Learn more about the use of Chemical Weapons in war.

Chemical Weapons

More from Elyse on the history of chemical warfare.

Chemical weapons created so much misery in World War I that in 1925, the world's leading nations signed the Geneva Protocol.

Their pledge: to never again use gas or bacteriological methods of warfare.

Since then, however, many signatories of the Geneva Protocol have ignored the treaty.

These include Japan, who relied on mustard gas during its occupation of China in the 1930s and 1940s, and fascist Italy, who resorted to chemical agents during its 1936 invasion of Ethiopia.

The most extreme violation, however, was by Iraq, during the Iran-Iraq war.

Between 1980 and 1988, about 100,000 Iranian soldiers died from mustard and nerve gas attacks.

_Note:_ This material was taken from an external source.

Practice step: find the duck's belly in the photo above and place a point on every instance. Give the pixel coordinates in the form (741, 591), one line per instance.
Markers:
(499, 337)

That CIA estimate does not include the civilian population contaminated in bordering towns.

Many of these people developed blood, lung and skin complications long after the war ended in stalemate.

By returning the issue of chemical weapons to the headlines, Iraq helped spur a newer, comprehensive effort to abolish chemical weapons.

In 1996 the U.S. -- who helped develop chemical weapons, but have never used them -- was one of the signers of The Chemical Weapons Convention, which outlawed the use of all deadly chemical agents.

But as history shows us, when a nation is resolved win a battle at any cost necessary, no weapon of war is considered taboo.